Резко сев, Киан смотрит на женщину, чье мокрое, исхудалое лицо блестит во тьме напротив его лица. Нет – напротив его Обличья. Ее болезненно тонкие пальцы лежат на его Обличье, и на ее губах – синеватый след от губ Обличья, соприкоснувшихся с ними.

– Прости меня, – говорит эта женщина, и он думает, что так давно, Боже, так давно не слышал ее голоса! – Ты простишь?

Он чувствует болезненный удар крови в груди и понимает, что что-то стряслось. Озирается – и изрыгает проклятие, которое вовсе не к лицу Клирику, хотя стражник Тамаль, случалось, сквернословил еще и не так.

– Ярт! Где этот мальчишка?! Отвечай!

Она смеется. Немыслимо – она смеется! Знает, что сейчас он ударит ее – и все равно смеется. Гладит его онемевшую, отвердевшую кожу там, где татуировка, и говорит:

– Он ушел, пока я заговаривала тебе зубы. А ты заслушался меня и не заметил, верно? Я не знала, сумею ли, и не могла рисковать... Прости, в этом я тебя действительно обманула. Я же все-таки женщина.

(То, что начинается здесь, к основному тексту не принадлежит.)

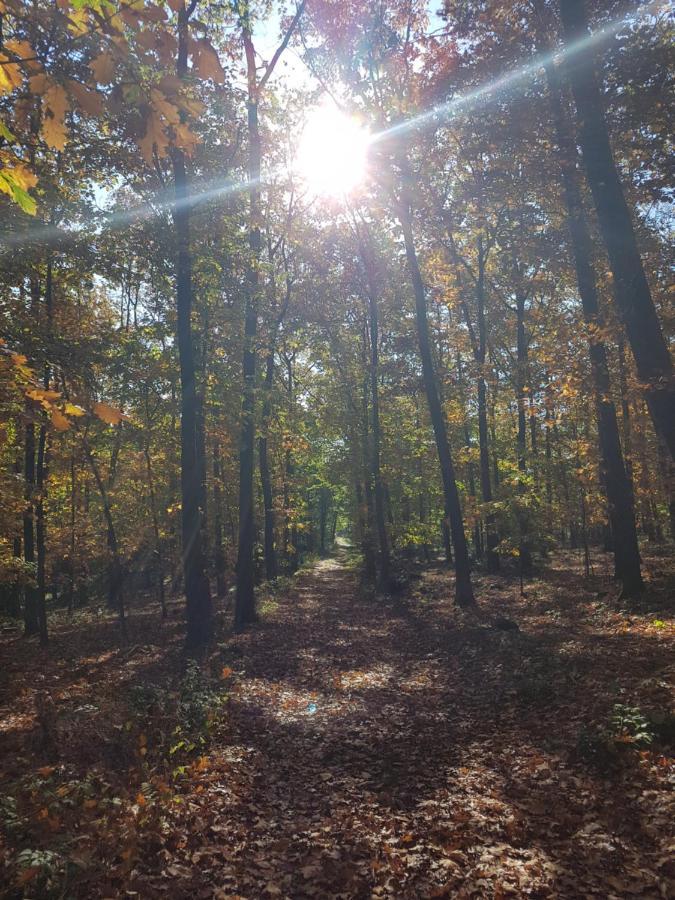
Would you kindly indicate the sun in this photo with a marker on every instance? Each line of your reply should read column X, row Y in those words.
column 332, row 153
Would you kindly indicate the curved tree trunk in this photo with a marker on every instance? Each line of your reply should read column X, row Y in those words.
column 197, row 591
column 631, row 289
column 613, row 473
column 453, row 510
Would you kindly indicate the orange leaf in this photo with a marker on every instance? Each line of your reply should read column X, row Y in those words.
column 88, row 99
column 205, row 61
column 103, row 68
column 11, row 74
column 109, row 414
column 53, row 123
column 59, row 421
column 155, row 136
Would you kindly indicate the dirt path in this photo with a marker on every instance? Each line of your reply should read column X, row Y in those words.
column 379, row 749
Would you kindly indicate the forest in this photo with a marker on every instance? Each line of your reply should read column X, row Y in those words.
column 337, row 449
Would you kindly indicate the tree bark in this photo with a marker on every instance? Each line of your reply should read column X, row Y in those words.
column 244, row 610
column 218, row 551
column 631, row 289
column 384, row 564
column 613, row 473
column 453, row 511
column 265, row 475
column 524, row 551
column 197, row 591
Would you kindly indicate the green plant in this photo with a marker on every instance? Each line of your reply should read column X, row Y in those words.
column 629, row 725
column 200, row 702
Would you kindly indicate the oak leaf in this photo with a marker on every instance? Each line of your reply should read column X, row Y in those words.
column 89, row 100
column 103, row 67
column 59, row 421
column 109, row 414
column 11, row 74
column 53, row 123
column 155, row 136
column 205, row 61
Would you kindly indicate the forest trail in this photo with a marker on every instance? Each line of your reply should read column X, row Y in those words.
column 378, row 749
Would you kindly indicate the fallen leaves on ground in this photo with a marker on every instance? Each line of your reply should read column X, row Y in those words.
column 370, row 748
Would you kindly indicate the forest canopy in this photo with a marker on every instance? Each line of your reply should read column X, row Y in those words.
column 280, row 280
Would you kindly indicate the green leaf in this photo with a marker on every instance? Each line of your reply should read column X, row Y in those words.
column 6, row 133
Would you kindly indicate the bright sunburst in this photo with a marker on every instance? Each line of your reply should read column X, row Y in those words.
column 333, row 152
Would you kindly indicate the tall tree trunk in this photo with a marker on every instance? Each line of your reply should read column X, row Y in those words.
column 613, row 473
column 197, row 590
column 384, row 567
column 30, row 615
column 492, row 538
column 159, row 555
column 218, row 551
column 244, row 610
column 631, row 289
column 41, row 532
column 265, row 475
column 115, row 568
column 524, row 551
column 41, row 478
column 453, row 511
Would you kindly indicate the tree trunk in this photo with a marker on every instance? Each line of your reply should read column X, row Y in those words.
column 115, row 568
column 631, row 289
column 453, row 511
column 384, row 568
column 219, row 554
column 613, row 473
column 492, row 538
column 30, row 615
column 159, row 556
column 524, row 551
column 197, row 591
column 265, row 476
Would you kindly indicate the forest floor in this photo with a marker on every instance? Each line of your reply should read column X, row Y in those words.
column 351, row 747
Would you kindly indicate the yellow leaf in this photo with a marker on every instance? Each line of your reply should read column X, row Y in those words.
column 108, row 413
column 53, row 122
column 41, row 394
column 59, row 421
column 185, row 138
column 25, row 52
column 205, row 61
column 103, row 68
column 23, row 176
column 11, row 74
column 88, row 99
column 77, row 20
column 166, row 110
column 155, row 136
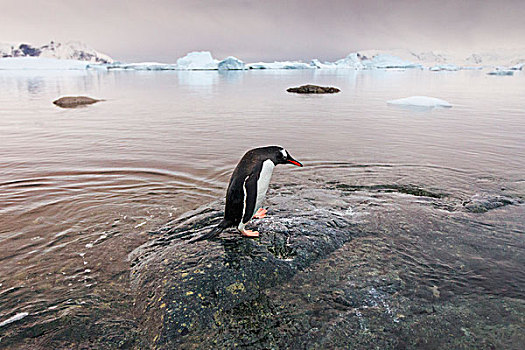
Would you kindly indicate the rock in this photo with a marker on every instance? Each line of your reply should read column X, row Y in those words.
column 74, row 101
column 314, row 89
column 188, row 292
column 481, row 203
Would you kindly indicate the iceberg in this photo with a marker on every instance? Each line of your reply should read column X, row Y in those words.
column 72, row 50
column 445, row 67
column 197, row 60
column 352, row 61
column 280, row 65
column 501, row 71
column 385, row 61
column 138, row 66
column 420, row 101
column 39, row 63
column 358, row 61
column 231, row 63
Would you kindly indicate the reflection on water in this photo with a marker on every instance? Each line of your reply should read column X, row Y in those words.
column 79, row 189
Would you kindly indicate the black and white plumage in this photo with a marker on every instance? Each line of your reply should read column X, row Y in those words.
column 248, row 186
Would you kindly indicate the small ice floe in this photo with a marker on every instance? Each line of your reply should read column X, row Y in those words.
column 501, row 71
column 420, row 101
column 445, row 67
column 14, row 318
column 148, row 66
column 231, row 63
column 280, row 65
column 198, row 60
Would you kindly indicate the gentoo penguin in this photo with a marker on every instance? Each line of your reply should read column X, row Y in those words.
column 247, row 189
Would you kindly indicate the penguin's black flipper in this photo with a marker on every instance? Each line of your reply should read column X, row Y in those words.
column 250, row 190
column 212, row 233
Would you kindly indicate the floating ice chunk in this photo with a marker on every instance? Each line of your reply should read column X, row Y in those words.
column 198, row 60
column 420, row 101
column 352, row 61
column 15, row 318
column 39, row 63
column 447, row 67
column 139, row 66
column 501, row 71
column 280, row 65
column 384, row 61
column 231, row 63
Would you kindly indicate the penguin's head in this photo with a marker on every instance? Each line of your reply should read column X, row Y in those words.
column 281, row 156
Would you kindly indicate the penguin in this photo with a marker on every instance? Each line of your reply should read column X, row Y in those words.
column 247, row 189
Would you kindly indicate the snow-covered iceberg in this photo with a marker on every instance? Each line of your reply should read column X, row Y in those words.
column 231, row 63
column 139, row 66
column 198, row 60
column 72, row 50
column 420, row 101
column 280, row 65
column 358, row 61
column 384, row 61
column 445, row 67
column 352, row 61
column 501, row 71
column 39, row 63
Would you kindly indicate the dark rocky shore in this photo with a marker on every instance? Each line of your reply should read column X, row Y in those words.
column 373, row 263
column 313, row 89
column 335, row 268
column 74, row 101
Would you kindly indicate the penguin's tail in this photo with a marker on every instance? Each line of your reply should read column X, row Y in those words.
column 212, row 233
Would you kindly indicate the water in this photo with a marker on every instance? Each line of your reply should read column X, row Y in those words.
column 80, row 188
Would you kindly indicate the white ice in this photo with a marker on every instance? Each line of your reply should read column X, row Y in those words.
column 501, row 71
column 384, row 61
column 39, row 63
column 446, row 67
column 420, row 101
column 139, row 66
column 198, row 60
column 231, row 63
column 280, row 65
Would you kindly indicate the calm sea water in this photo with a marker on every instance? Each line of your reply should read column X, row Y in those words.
column 80, row 188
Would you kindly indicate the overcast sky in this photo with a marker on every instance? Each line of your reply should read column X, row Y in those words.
column 164, row 30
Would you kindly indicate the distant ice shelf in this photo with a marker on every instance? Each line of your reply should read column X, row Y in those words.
column 203, row 60
column 40, row 63
column 420, row 101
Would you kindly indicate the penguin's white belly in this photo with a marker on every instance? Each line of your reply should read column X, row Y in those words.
column 263, row 182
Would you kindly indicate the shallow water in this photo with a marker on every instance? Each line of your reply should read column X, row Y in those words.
column 80, row 188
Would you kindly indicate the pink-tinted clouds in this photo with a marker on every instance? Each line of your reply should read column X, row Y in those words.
column 295, row 29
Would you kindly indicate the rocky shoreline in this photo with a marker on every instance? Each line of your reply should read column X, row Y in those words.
column 320, row 276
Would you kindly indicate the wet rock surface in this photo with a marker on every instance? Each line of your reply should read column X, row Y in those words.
column 483, row 203
column 313, row 89
column 74, row 101
column 339, row 266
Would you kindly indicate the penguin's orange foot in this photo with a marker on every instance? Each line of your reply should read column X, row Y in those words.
column 250, row 233
column 261, row 213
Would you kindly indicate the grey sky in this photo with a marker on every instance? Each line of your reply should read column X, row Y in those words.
column 296, row 29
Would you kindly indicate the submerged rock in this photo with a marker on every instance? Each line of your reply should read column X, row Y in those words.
column 481, row 203
column 314, row 89
column 74, row 101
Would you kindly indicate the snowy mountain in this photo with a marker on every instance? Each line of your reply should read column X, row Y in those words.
column 69, row 51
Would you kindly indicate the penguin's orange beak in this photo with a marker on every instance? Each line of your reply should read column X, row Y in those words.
column 294, row 162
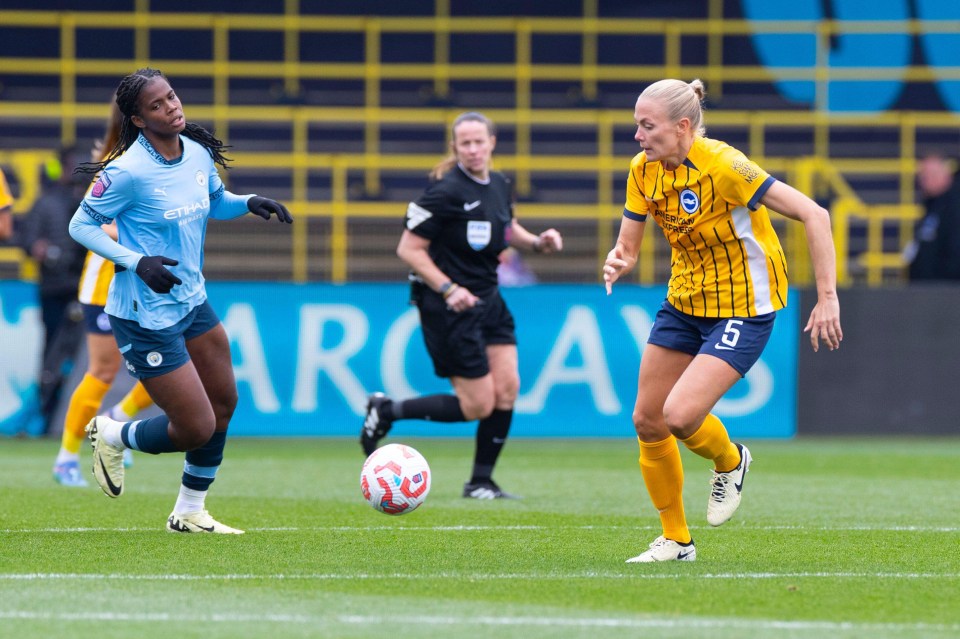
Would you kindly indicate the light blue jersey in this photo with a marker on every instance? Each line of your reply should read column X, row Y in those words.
column 161, row 208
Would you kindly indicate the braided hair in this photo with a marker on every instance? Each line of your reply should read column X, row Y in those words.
column 128, row 95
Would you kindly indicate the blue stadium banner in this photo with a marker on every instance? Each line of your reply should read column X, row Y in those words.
column 306, row 357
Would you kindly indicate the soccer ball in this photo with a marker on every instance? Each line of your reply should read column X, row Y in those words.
column 395, row 479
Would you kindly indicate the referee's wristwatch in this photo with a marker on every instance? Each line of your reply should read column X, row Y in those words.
column 447, row 288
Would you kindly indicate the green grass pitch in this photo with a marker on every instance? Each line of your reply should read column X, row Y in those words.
column 834, row 538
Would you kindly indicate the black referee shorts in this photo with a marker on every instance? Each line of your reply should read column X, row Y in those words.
column 457, row 342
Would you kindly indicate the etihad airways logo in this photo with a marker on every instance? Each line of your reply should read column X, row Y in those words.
column 187, row 210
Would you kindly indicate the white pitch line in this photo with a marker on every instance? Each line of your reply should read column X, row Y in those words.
column 431, row 529
column 627, row 574
column 549, row 622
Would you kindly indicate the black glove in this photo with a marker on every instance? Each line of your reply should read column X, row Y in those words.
column 264, row 206
column 151, row 271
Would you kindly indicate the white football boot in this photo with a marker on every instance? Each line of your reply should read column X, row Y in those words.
column 199, row 521
column 663, row 549
column 725, row 489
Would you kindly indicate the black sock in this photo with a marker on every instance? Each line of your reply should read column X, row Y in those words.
column 491, row 436
column 432, row 408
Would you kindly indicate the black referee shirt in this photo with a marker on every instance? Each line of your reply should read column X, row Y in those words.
column 467, row 223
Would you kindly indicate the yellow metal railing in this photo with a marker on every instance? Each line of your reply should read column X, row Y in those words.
column 822, row 176
column 814, row 176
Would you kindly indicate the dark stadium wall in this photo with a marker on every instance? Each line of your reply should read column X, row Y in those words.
column 894, row 373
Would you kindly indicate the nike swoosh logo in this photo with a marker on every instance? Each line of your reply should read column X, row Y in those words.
column 110, row 484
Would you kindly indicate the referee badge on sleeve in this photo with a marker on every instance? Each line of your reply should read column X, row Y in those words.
column 478, row 234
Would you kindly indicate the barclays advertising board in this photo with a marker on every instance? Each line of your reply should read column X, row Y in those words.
column 307, row 356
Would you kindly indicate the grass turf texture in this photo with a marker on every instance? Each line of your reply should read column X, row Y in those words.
column 838, row 538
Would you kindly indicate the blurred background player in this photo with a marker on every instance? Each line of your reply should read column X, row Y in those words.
column 6, row 208
column 729, row 279
column 43, row 235
column 103, row 358
column 168, row 332
column 455, row 232
column 934, row 253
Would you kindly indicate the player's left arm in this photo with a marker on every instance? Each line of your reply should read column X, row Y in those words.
column 549, row 241
column 824, row 322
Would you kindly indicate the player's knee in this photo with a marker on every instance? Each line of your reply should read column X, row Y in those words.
column 678, row 421
column 103, row 370
column 507, row 391
column 477, row 407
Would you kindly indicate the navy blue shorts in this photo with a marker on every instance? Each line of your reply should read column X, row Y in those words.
column 95, row 320
column 739, row 341
column 457, row 342
column 151, row 353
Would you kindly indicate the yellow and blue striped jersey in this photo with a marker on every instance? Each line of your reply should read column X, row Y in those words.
column 727, row 260
column 95, row 280
column 6, row 198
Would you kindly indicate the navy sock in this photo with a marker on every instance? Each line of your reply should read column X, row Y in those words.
column 491, row 436
column 201, row 465
column 432, row 408
column 150, row 434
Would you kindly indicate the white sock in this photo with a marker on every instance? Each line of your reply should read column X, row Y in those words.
column 64, row 456
column 116, row 412
column 189, row 500
column 110, row 432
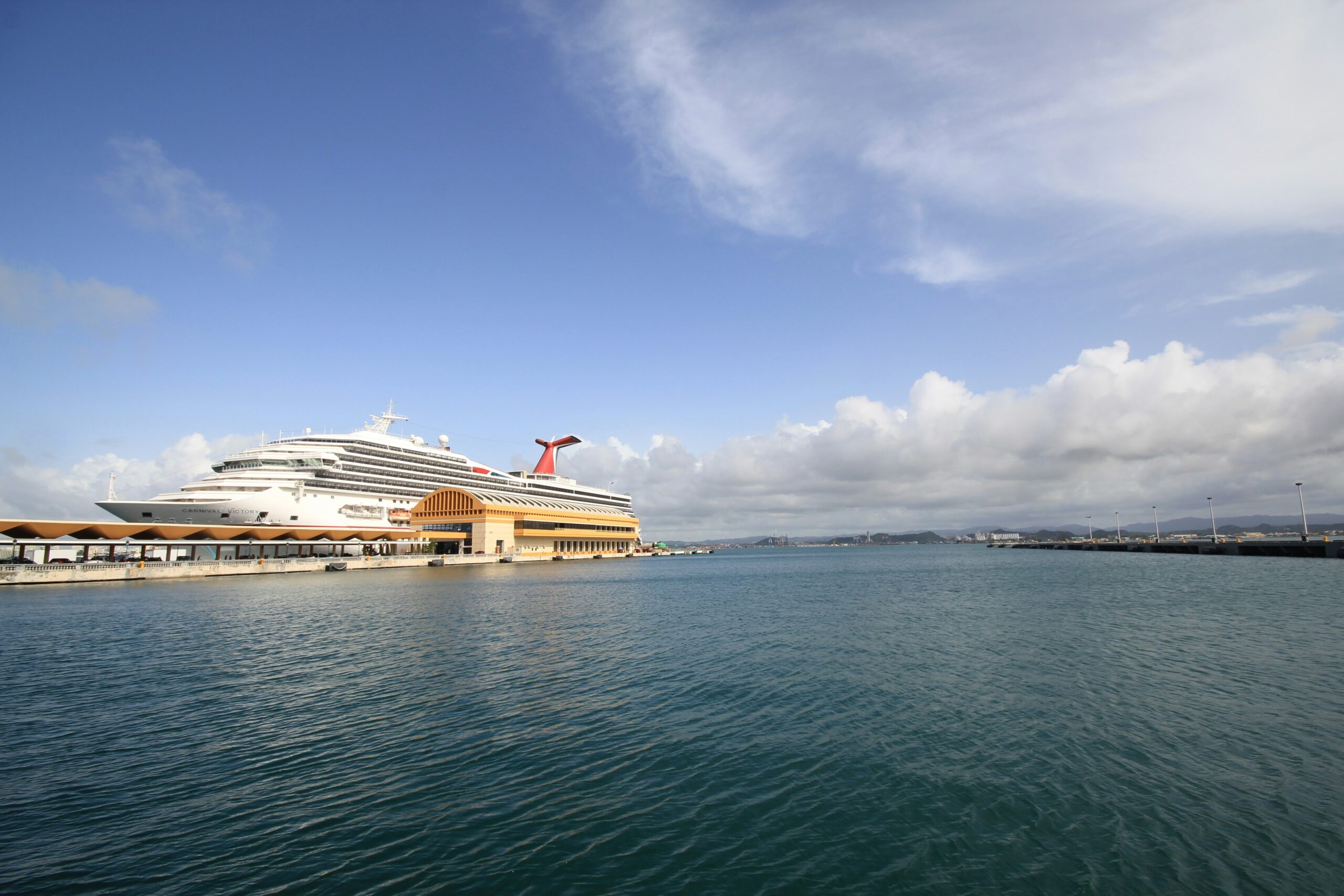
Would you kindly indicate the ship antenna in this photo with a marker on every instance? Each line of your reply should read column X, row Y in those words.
column 380, row 424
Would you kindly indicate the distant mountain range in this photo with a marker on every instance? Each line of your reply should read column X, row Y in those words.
column 1179, row 525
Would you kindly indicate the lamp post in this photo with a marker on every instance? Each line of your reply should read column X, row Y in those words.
column 1303, row 504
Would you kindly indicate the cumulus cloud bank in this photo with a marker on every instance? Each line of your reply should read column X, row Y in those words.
column 46, row 297
column 32, row 489
column 158, row 195
column 1108, row 433
column 1202, row 117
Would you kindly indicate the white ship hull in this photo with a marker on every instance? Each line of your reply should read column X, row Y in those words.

И хитро улыбается – как обычно, когда знает, что ему нечего ответить. Такая дерзкая! Такая жестокая, злая девчонка...

Но он ведь тоже зол и жесток – выходит, они хорошая пара.

– Иди ко мне, – говорит Эйда и, наконец отняв руку от его груди, протягивает ее ладонью вверх, улыбаясь сквозь слезы, блестящие в глазах, что в ночной темноте кажутся лиловыми. И Киан думает, что, несмотря на эту грязь, и кровь, и худобу, и лохмотья, она все еще так красива.

– Иди ко мне, Киан, – говорит Эйда.

И он идет.

Синие линии на его груди, такие же слепяще яркие теперь, как линии на ее запястье, набухают, словно вены, бугрясь и лоснясь. С надрывным воплем они прорывают кожу, выбираясь наконец на волю (все это время, думает Киан с безграничным изумлением, я был для него тюрьмой), вспыхивают в последний раз и падают в ладонь Эйды яростно пульсирующим иссиня-багровым сгустком. Змейка Эйды тоже отделяется и торопливо скользит по ее кисти к этому сгустку, стремясь поскорее вернуться к нему, слиться с ним. Змейка прыгает в сгусток, застывает на нем синей жилкой – и в этот миг все становится на свои места, все становится ясно, и Киан с тоской и горем думает о других таких змейках, многие из которых покинули его и погибли, став частью людей, которых он обрек на смерть, – и тут же понимает, что это было правильно и справедливо.